Шведы, естественно, отдали эмигрантам всякую черновую, трудоемкую и малооплачиваемую работу. Достаточно сказать, что все уборщицы, большинство водителей автобусов и поездов метро в Стокгольме были иностранцами. Многочисленный профсоюз уборщиц в столице в 1980 году возглавлял молодой грек. Но иностранцы не жаловались на условия жизни и труда: зарплата была все равно на порядок-дру-гой выше, чем у них на родине, они получили в стране такие же права, как шведы, и в 70-х годах уже участвовали в выборах в местные органы власти.

Одной из привилегированных прослоек иностранцев в Швеции были выходцы из Советского Союза и других социалистических стран. При одном только упоминании, что русский, чех или поляк подвергался преследованиям у себя на родине, СИВ, Иммиграционное ведомство Швеции, тут же предоставляло ему политическое убежище, окружало теплом и заботой и делало все возможное, чтобы иностранец как можно быстрее ассимилировался на новой родине. (Впрочем, такая «конъюнктура» на граждан социалистических стран существовала во всех странах Запада, поскольку это была сознательно избранная политическая линия).

Шведы различали политических и экономических беженцев.
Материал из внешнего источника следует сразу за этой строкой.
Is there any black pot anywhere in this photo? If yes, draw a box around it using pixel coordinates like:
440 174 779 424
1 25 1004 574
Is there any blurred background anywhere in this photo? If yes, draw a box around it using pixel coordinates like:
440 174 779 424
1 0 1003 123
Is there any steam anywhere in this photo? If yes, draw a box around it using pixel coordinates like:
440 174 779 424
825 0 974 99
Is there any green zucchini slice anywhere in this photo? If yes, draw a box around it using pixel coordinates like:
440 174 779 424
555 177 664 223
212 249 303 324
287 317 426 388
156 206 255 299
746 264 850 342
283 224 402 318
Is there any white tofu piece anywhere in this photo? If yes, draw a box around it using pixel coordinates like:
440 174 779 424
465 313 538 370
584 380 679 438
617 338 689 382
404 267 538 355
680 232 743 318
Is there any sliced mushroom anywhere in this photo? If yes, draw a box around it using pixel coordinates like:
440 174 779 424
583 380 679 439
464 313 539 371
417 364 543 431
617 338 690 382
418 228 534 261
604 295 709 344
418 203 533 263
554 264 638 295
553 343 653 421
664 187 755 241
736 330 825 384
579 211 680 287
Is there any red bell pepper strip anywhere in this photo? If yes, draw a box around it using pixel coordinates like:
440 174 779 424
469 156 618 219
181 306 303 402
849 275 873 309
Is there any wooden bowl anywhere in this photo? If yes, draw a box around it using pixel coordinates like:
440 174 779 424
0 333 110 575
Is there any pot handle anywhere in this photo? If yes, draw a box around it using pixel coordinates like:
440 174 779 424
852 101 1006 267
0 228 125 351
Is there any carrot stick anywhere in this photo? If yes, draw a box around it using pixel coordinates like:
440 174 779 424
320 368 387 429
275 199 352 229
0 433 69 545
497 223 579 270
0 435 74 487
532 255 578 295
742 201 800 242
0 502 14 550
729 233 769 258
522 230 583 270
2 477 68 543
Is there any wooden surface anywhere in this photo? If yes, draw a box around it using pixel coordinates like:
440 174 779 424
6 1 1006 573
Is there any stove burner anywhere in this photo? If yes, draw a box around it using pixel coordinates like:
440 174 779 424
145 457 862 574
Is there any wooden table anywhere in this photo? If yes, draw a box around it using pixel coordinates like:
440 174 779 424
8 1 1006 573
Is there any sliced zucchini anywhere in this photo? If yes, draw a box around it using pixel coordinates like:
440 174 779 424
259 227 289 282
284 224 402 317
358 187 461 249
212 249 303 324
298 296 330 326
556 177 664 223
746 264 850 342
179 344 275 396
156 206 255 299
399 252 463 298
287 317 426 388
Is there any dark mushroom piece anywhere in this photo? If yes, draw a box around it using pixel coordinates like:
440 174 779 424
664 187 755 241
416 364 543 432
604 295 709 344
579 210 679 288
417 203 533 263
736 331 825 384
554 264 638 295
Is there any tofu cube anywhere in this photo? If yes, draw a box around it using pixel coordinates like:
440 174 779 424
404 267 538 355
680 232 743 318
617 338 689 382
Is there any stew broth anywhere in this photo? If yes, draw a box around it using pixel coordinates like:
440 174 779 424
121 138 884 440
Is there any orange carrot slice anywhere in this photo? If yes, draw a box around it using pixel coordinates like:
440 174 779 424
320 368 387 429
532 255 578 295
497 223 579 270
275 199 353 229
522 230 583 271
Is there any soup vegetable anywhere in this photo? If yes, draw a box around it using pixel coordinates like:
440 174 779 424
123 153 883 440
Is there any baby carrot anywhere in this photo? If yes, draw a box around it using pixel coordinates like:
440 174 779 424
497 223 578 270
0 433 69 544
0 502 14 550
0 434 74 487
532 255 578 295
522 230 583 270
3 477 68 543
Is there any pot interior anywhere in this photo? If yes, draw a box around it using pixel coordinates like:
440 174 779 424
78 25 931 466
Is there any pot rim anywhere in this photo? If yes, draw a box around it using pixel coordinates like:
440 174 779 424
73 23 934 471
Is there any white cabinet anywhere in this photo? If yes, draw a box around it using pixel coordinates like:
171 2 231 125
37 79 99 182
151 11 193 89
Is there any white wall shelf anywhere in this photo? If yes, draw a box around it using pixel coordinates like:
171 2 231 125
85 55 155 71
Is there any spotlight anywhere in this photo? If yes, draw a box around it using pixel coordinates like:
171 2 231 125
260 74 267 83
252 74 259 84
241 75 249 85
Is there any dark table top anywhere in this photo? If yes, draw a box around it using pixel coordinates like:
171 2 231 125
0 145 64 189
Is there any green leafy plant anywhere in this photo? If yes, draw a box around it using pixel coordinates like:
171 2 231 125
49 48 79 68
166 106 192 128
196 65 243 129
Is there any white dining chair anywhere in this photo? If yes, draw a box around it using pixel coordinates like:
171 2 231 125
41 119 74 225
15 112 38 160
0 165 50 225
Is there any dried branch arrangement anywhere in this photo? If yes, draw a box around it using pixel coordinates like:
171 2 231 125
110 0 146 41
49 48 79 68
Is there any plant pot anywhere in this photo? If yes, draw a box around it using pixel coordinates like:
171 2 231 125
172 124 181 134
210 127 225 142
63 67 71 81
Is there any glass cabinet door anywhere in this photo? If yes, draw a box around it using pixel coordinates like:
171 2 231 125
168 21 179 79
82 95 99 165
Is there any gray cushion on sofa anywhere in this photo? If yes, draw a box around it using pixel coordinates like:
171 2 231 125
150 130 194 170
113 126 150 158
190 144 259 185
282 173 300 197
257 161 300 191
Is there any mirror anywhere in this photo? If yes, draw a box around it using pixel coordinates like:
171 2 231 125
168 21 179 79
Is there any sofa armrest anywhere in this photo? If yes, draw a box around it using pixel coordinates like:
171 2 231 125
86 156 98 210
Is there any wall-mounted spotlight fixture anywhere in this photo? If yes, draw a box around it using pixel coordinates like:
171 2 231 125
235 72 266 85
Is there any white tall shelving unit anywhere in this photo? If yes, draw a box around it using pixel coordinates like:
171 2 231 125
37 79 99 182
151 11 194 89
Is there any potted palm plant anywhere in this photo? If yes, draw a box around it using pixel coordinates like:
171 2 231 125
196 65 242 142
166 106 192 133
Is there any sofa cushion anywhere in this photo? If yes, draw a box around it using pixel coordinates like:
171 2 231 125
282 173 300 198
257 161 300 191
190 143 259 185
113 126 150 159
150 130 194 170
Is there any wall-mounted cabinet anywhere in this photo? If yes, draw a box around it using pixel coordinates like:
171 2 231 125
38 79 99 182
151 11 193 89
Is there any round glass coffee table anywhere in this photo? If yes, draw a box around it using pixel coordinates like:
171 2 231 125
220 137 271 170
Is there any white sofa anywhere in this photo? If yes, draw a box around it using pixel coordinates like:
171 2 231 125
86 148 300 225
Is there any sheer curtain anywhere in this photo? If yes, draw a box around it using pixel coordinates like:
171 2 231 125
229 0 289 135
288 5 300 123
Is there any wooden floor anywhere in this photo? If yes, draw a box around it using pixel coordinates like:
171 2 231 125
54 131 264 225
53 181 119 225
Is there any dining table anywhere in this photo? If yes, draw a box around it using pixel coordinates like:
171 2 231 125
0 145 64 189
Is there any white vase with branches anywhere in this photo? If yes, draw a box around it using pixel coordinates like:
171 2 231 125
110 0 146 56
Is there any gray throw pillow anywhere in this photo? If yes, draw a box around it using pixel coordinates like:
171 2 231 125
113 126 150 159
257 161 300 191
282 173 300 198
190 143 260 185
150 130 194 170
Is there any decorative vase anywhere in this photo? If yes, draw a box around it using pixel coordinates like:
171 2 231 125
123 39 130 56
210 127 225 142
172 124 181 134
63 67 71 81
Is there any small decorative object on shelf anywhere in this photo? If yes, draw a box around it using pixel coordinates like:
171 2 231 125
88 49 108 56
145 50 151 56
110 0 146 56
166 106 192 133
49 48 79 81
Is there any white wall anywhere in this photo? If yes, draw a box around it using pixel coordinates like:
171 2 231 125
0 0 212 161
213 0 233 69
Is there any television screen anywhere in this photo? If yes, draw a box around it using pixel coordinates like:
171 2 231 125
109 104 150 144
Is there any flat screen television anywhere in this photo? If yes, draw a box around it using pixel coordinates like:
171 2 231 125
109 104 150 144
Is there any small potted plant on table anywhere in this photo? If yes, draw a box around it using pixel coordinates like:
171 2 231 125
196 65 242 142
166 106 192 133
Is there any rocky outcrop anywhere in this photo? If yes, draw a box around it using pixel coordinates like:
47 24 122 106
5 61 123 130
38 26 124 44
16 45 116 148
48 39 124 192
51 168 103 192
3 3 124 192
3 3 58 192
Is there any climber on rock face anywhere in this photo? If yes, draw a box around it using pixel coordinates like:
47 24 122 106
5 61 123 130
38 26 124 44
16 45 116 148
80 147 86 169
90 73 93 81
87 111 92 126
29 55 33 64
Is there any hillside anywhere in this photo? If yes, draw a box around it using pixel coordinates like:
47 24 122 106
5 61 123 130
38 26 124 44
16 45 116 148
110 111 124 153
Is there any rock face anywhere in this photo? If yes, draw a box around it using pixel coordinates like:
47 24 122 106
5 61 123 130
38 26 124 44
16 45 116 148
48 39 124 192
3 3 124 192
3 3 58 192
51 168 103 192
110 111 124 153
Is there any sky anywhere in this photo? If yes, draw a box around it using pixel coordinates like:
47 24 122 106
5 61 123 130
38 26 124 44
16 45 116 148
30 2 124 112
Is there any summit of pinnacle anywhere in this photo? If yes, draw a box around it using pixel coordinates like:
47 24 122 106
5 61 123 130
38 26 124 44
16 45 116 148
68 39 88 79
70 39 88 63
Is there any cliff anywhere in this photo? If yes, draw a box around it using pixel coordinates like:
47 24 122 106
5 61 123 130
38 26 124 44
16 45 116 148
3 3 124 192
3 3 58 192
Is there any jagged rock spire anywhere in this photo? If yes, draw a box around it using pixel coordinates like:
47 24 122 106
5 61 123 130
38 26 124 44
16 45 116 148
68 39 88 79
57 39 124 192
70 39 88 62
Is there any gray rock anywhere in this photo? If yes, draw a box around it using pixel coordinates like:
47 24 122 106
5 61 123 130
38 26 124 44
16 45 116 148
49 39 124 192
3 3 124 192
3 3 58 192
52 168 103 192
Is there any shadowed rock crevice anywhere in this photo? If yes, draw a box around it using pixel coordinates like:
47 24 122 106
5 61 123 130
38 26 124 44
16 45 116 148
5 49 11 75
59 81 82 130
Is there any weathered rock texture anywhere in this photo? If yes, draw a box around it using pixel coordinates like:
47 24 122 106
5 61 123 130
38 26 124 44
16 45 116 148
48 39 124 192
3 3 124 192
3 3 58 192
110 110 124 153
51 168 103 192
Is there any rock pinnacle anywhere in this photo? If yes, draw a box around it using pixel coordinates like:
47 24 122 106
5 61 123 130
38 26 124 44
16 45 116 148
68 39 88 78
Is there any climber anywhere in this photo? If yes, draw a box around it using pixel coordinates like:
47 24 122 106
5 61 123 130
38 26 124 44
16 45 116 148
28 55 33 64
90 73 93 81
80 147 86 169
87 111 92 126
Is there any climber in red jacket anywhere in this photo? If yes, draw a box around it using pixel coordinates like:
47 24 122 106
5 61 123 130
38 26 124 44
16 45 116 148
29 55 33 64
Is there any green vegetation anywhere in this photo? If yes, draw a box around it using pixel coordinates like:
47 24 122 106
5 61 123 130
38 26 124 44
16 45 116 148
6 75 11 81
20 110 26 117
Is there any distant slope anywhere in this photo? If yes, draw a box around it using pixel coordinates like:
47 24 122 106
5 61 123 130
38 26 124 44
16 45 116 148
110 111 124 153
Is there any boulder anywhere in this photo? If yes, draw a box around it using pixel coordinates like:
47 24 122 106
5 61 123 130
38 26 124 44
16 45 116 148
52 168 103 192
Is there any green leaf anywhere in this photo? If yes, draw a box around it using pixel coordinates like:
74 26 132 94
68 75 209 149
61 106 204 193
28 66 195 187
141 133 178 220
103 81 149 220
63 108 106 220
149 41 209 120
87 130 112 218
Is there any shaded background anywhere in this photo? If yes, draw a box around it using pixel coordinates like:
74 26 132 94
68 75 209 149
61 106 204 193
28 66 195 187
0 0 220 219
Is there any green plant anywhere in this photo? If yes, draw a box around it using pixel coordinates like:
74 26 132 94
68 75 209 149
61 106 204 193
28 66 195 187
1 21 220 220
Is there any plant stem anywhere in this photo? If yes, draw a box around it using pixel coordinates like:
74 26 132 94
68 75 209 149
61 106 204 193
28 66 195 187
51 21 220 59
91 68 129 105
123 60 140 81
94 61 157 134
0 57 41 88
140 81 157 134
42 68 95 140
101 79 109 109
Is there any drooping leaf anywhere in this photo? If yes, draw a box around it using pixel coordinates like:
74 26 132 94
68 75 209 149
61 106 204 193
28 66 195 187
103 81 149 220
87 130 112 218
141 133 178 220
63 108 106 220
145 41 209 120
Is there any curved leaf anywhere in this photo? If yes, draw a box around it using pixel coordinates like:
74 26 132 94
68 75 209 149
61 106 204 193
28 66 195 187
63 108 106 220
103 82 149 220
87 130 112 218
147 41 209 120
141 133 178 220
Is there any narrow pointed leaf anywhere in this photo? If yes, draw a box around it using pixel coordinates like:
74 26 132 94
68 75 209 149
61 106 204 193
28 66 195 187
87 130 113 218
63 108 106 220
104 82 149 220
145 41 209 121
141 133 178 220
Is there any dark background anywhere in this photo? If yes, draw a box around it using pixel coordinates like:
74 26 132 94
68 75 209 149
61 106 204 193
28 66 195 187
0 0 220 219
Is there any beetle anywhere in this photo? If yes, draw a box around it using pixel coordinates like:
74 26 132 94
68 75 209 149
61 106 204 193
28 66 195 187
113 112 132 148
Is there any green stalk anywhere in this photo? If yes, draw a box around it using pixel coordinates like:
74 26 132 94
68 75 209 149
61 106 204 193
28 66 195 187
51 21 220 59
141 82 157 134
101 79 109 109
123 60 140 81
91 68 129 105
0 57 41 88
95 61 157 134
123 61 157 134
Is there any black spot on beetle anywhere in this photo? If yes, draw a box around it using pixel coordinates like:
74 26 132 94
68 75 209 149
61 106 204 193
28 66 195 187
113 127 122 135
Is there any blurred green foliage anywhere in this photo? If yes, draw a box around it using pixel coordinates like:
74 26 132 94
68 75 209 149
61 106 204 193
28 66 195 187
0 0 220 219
С первыми все ясно, а термин «экономический беженец» требует пояснения. Под ним понимался любой иностранец, который не был доволен условиями труда и жизни у себя на родине и хотел осесть в Швеции для того, чтобы приобщиться к достижениям общества благоденствия. Таких было большинство, и пока шведам была нужна дешевая рабочая сила, они принимали их у себя в стране. Но потом рынок труда насытился, и СИВ стала ужесточать правила приема иностранцев, устанавливать квоты, более тщательно изучать мотивы эмиграции.

Наиболее хитрые иностранцы стали скрывать свои истинные мотивы прибытия в страну и претендовали на статус политических беженцев. Некоторым из них, в основном жителям социалистических стран, удавалось получить такой статус, но большинство были вынуждены уехать из Швеции ни с чем. Чтобы оградить страну от нежелательных лиц, СИВ ввело правило, по которому оформление приезда в Швецию надо было осуществлять через шведские консульства в странах гражданства потенциальных эмигрантов.

Очень многие бездетные шведы завезли в страну и усыновили сотни детей из Индии, Таиланда, Шри-Ланки и Пакистана. На возникшем спросе недобросовестные дельцы стали делать деньги. Возникли некоторые достаточно неприглядные явления и в самом шведском обществе. Появилась целая категория одиноких и не только одиноких шведок, которые усыновляли и удочеряли двух-трех детей из Азии и, получая на них солидные пособия от государства, могли беззаботно жить, пока дети не достигнут совершеннолетия. Излишне говорить, что сами дети и их воспитание таких шведок ни капельки не интересовали.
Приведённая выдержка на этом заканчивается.